According to WCVB television, consumers across the country put a large amount of money on their credit cards during the holiday season buying all the gifts they wanted for their loved ones. Unfortunately, this leaves many feeling a significant pinch in the following weeks and months. Consequently, the resulting credit card debt makes it difficult for borrowers both in the short- and long-term. However, experts say with a little preparation in creating a repayment plan, there is an end in sight.
“If you spent $2,000 at a 10 percent interest rate, if you really buckle down and make a plan to pay it off in a year, you’ll basically pay $100 in interest,” financial adviser Dana Levitt told the news station. “But if you pay the minimums on the balance, you could end up paying more than $800 in interest for the exact $2,000 you spent on Christmas.”
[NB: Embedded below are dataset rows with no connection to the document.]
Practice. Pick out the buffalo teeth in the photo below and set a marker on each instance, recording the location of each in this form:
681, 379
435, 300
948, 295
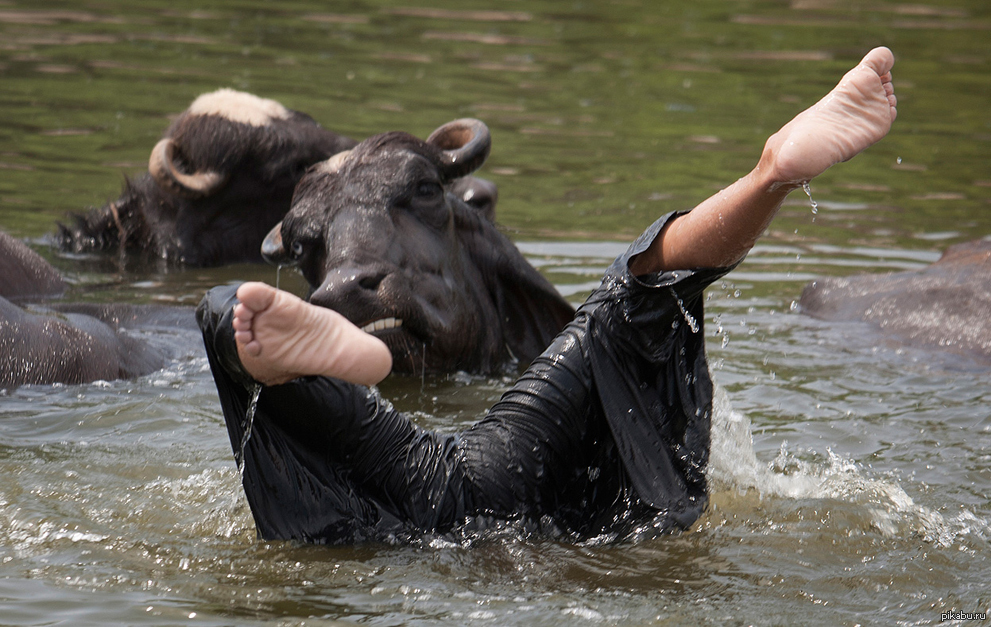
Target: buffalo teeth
384, 323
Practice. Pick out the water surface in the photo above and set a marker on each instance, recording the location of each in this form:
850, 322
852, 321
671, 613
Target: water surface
851, 474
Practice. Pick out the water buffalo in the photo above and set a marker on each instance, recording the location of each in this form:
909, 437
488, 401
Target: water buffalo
380, 239
221, 177
65, 343
946, 305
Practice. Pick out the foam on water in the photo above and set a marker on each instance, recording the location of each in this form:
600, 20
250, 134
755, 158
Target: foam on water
734, 467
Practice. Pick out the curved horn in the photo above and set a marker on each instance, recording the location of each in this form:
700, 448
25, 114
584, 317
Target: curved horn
272, 249
465, 145
161, 166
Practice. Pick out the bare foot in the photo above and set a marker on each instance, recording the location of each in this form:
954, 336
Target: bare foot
857, 113
281, 337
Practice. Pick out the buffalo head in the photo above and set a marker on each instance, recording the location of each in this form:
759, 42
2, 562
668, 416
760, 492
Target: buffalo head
221, 177
384, 236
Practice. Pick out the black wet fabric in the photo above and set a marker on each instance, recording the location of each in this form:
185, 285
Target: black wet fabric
606, 434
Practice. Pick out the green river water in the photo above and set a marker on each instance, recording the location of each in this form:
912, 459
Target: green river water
851, 475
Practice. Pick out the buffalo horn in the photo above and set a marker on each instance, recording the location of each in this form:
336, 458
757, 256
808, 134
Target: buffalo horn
272, 249
465, 145
162, 167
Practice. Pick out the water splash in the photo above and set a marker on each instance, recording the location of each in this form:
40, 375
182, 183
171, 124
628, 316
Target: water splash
249, 421
889, 510
808, 192
692, 322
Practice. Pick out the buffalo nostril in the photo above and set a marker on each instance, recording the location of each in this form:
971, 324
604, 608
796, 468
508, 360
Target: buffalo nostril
371, 281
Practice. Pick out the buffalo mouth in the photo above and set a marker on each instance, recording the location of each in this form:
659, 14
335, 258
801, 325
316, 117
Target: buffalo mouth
383, 324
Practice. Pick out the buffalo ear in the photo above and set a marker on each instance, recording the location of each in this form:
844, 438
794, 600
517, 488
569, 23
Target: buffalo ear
479, 194
464, 145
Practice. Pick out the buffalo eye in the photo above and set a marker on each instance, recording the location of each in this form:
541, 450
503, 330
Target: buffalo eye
427, 191
296, 250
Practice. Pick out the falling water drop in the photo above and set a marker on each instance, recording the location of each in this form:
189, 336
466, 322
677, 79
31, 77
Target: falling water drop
692, 323
249, 421
808, 192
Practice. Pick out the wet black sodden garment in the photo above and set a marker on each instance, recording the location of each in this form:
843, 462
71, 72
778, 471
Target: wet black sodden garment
605, 435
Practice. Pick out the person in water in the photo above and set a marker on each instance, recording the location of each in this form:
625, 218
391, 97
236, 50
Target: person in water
606, 434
In some cases, consumers who have decent credit standings will be able to find offers for credit cards that will give them low or no interest for as long as a year. After that year, they pay a small balance transfer fee, making it easier to pay down their debt without seeing it added to. Another tip Levitt recommended is to remember how much strain overspending during the holidays puts on their wallet, this is key in helping them avoid making the same mistake again next year. It can also be helpful to set up a holiday savings account that can be contributed to throughout the year to make the immediate impact of the shopping season far more manageable.
One problem many consumers face immediately following the holiday season is that they often do not have enough to pay down their credit card bills at all. This leads to seasonal increases in the delinquency rates experienced by the nation’s top credit card lenders.